You can use the CELLxGENE data in three ways:

  1. In the current guide, you’ll see how to query metadata and data based on AnnData objects.

  2. If you want to use these in your own LaminDB instance, see the transfer guide.

  3. If you’d like to leverage the TileDB-SOMA API for the data subset of CELLxGENE Census, see the Census guide.

If you are interested in building similar data assets in-house:

  1. See the scRNA guide for how to create a growing versioned queryable scRNA-seq dataset.

  2. Reach out if you are interested in a full zero-copy clone of laminlabs/cellxgene to accelerate building your in-house LaminDB instances.

Setup#

Load the public LaminDB instance that mirrors cellxgene on the CLI:

!lamin load laminlabs/cellxgene
💡 loaded instance: laminlabs/cellxgene

import lamindb as ln
import lnschema_bionty as lb
💡 lamindb instance: laminlabs/cellxgene

Query & understand metadata#

Auto-complete metadata#

You can create look-up objects for any registry in LaminDB, including basic biological entities and things like users or storage locations.

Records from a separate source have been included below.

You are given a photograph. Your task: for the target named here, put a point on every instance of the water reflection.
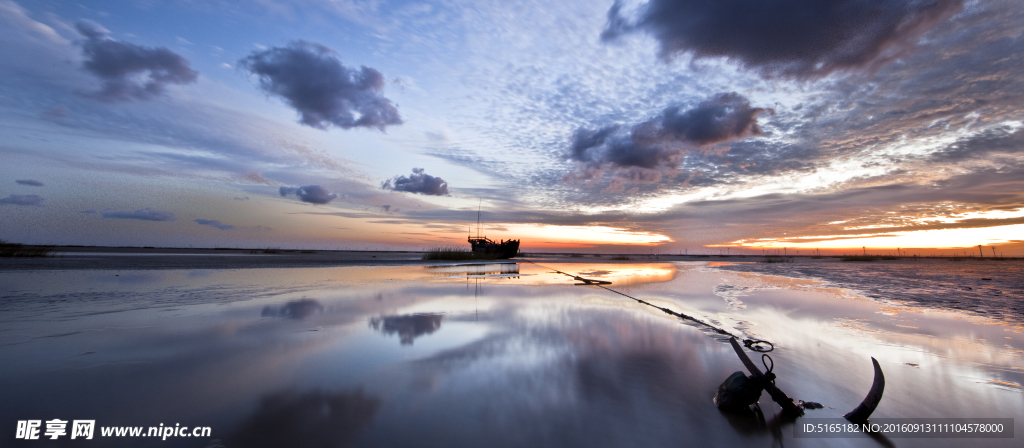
(545, 364)
(505, 270)
(300, 309)
(310, 419)
(408, 326)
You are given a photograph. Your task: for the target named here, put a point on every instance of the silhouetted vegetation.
(858, 258)
(455, 254)
(17, 250)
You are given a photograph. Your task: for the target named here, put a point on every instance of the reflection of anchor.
(588, 281)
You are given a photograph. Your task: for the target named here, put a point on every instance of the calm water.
(495, 355)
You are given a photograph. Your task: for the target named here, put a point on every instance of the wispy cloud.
(213, 223)
(141, 215)
(23, 199)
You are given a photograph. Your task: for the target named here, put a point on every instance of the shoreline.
(133, 258)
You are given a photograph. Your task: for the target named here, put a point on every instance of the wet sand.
(481, 354)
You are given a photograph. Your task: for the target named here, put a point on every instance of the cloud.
(419, 182)
(659, 142)
(788, 38)
(310, 78)
(213, 223)
(309, 193)
(141, 214)
(130, 72)
(23, 199)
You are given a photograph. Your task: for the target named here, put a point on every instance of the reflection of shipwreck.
(484, 248)
(408, 326)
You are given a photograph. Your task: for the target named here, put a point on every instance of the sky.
(660, 126)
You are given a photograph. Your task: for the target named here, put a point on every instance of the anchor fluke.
(860, 414)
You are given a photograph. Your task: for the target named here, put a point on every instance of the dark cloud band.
(660, 141)
(309, 193)
(130, 72)
(793, 38)
(310, 78)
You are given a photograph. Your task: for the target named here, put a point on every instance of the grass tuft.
(455, 254)
(858, 258)
(17, 250)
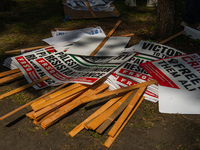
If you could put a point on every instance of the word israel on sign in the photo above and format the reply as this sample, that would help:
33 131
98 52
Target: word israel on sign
179 79
64 67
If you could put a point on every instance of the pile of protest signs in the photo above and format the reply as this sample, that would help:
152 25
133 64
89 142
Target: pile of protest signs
125 76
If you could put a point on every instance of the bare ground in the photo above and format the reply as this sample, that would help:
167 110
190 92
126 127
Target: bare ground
147 129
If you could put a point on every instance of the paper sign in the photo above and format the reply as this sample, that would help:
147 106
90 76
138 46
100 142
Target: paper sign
179 78
30 70
64 67
87 44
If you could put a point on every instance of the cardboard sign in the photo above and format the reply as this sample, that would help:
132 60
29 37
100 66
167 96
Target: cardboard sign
179 79
64 67
30 70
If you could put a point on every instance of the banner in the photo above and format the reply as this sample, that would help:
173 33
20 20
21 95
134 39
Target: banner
179 80
31 71
63 67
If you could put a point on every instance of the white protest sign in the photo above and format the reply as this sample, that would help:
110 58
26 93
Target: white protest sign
64 67
87 44
179 79
69 37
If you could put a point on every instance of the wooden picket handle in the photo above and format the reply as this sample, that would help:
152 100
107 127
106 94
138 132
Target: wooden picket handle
23 87
102 117
27 104
60 97
11 77
110 139
117 91
37 105
80 127
106 38
26 49
9 72
46 110
126 112
117 112
71 105
90 9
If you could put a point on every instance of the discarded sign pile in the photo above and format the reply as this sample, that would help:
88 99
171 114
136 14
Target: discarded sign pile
98 74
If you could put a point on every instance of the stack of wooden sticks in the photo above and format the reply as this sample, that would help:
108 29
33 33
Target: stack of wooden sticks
50 107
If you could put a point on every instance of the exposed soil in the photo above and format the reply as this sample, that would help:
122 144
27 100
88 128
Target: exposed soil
148 129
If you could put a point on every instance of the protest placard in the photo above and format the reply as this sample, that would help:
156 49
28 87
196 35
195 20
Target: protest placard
30 70
63 67
179 80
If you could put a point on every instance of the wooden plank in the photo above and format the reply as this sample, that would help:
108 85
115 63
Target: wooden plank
9 78
71 105
126 112
117 112
106 38
57 93
110 139
118 91
90 9
102 117
29 103
9 72
25 49
78 128
53 107
23 87
59 97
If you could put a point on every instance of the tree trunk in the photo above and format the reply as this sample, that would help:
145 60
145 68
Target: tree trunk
165 19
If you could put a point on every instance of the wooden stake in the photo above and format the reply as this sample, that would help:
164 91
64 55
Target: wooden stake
115 114
11 77
90 9
117 91
60 97
23 87
126 112
27 104
56 96
78 128
110 139
71 105
102 117
41 113
26 49
9 72
106 38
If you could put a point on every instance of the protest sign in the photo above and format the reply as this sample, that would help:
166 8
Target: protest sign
68 37
179 80
80 32
64 67
30 70
86 45
97 5
146 51
156 50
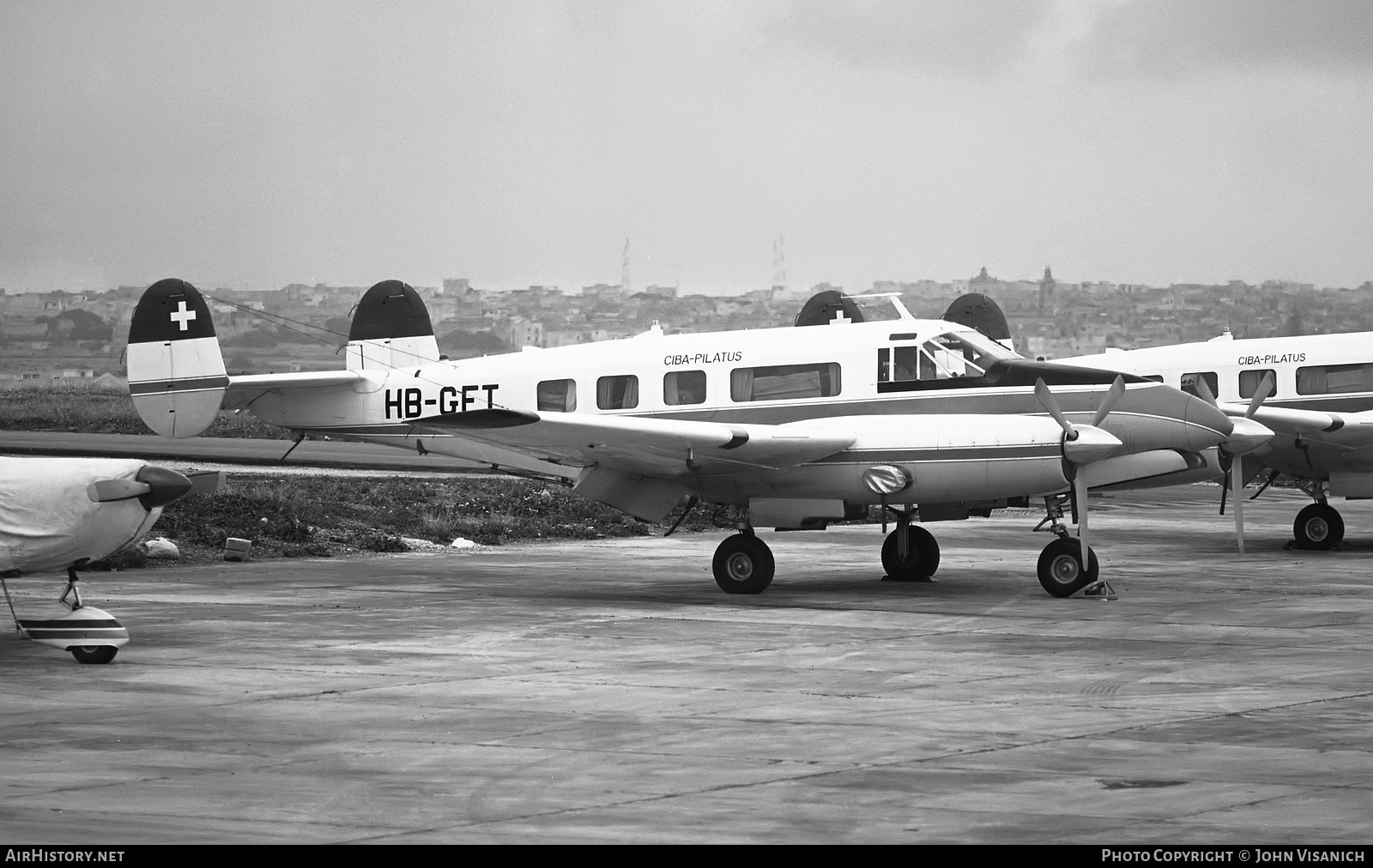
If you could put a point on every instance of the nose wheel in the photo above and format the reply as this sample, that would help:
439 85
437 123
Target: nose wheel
1062 571
913 559
743 564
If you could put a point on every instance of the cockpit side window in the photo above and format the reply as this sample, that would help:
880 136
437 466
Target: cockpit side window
1189 383
559 395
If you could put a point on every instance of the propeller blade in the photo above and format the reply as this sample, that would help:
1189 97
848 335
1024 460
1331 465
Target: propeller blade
1109 401
110 491
1050 404
164 486
1081 485
1261 395
206 482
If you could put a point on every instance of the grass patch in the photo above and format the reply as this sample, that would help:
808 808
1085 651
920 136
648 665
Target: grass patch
91 409
319 516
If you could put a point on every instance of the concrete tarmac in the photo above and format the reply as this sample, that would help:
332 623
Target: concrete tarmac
610 692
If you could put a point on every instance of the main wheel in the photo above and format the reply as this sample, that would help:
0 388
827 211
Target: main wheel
1318 527
1061 568
743 564
922 555
94 654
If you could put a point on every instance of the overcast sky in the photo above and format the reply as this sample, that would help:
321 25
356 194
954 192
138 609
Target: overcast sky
253 144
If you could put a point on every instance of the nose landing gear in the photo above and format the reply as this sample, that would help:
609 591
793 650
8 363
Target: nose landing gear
910 552
1062 569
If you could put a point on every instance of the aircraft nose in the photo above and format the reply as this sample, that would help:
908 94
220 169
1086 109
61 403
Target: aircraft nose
1208 426
164 486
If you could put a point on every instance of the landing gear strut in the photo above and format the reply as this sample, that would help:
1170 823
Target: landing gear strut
910 554
743 564
1062 571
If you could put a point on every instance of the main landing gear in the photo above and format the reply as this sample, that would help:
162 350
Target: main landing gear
1318 527
1062 571
743 564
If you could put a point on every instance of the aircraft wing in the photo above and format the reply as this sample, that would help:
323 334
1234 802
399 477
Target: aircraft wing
246 389
658 448
1335 429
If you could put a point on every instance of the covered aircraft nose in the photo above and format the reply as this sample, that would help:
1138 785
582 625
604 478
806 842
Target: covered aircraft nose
164 486
153 486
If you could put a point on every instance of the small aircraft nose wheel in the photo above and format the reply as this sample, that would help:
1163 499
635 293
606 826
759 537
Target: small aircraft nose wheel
743 564
94 654
1061 568
1318 527
922 555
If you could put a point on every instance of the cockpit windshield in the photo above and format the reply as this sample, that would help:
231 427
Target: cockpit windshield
960 353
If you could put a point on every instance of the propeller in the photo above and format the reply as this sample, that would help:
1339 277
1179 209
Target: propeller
1084 444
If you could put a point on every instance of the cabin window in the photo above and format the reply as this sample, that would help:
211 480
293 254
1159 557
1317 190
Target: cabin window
1189 383
1325 379
684 388
558 395
784 382
1249 381
617 392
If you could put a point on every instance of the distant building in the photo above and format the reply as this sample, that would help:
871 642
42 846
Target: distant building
517 331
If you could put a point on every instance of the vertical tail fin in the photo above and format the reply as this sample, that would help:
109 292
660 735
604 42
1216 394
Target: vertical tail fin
390 330
176 371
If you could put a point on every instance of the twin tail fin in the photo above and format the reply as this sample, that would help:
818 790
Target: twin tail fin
176 370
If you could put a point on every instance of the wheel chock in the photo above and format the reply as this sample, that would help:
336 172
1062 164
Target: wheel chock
1098 589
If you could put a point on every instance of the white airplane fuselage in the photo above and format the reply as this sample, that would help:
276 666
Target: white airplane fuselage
1310 372
841 374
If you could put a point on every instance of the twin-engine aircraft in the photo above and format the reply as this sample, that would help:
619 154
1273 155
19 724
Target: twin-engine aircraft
1315 392
65 513
793 427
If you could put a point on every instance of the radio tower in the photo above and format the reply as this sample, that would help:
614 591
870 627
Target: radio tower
779 264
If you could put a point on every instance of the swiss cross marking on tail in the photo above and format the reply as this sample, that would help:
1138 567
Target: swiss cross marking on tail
182 316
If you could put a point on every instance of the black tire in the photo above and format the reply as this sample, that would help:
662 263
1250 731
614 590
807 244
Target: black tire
94 654
1318 527
1061 568
922 555
743 564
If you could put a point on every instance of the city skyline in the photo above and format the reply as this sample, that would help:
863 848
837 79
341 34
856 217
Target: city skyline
263 144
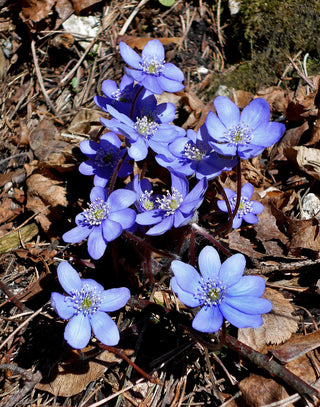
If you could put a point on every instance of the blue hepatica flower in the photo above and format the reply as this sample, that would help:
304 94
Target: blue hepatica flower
104 220
86 306
121 97
221 290
176 208
103 159
244 134
150 127
247 209
150 69
193 155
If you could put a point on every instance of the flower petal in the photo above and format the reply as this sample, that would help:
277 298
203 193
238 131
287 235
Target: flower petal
232 269
78 331
105 329
186 298
240 319
121 199
62 305
186 276
257 113
129 55
227 111
114 299
209 263
208 319
76 234
248 285
68 277
96 243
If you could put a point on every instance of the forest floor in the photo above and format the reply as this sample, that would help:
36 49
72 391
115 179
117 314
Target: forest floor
49 76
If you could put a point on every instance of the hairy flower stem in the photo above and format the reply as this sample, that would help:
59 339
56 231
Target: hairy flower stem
116 172
215 242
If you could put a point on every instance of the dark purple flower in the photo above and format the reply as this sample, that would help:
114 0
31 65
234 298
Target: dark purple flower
244 134
86 307
104 220
193 155
221 290
103 159
176 208
150 127
150 69
121 97
247 209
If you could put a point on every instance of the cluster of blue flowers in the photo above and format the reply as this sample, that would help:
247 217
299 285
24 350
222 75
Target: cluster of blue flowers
221 142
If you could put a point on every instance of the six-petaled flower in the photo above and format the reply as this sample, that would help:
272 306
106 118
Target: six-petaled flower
86 306
247 210
221 291
244 134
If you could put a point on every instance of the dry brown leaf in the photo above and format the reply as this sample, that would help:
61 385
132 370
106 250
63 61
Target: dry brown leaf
72 378
307 159
259 391
36 10
140 42
278 325
297 346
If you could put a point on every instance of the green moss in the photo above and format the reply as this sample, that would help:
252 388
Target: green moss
264 33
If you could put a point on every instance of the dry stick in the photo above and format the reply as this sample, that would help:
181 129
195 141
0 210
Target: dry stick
302 75
40 80
31 380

Let’s use auto-complete to look up cell types:

Show me a screenshot
cell_types = lb.CellType.lookup()
cell_types.effector_t_cell
CellType(uid='yvHkIrVI', name='effector T cell', ontology_id='CL:0000911', synonyms='effector T-cell|effector T-lymphocyte|effector T lymphocyte', description='A Differentiated T Cell With Ability To Traffic To Peripheral Tissues And Is Capable Of Mounting A Specific Immune Response.', updated_at=2023-11-28 22:30:57 UTC, bionty_source_id=48, created_by_id=1)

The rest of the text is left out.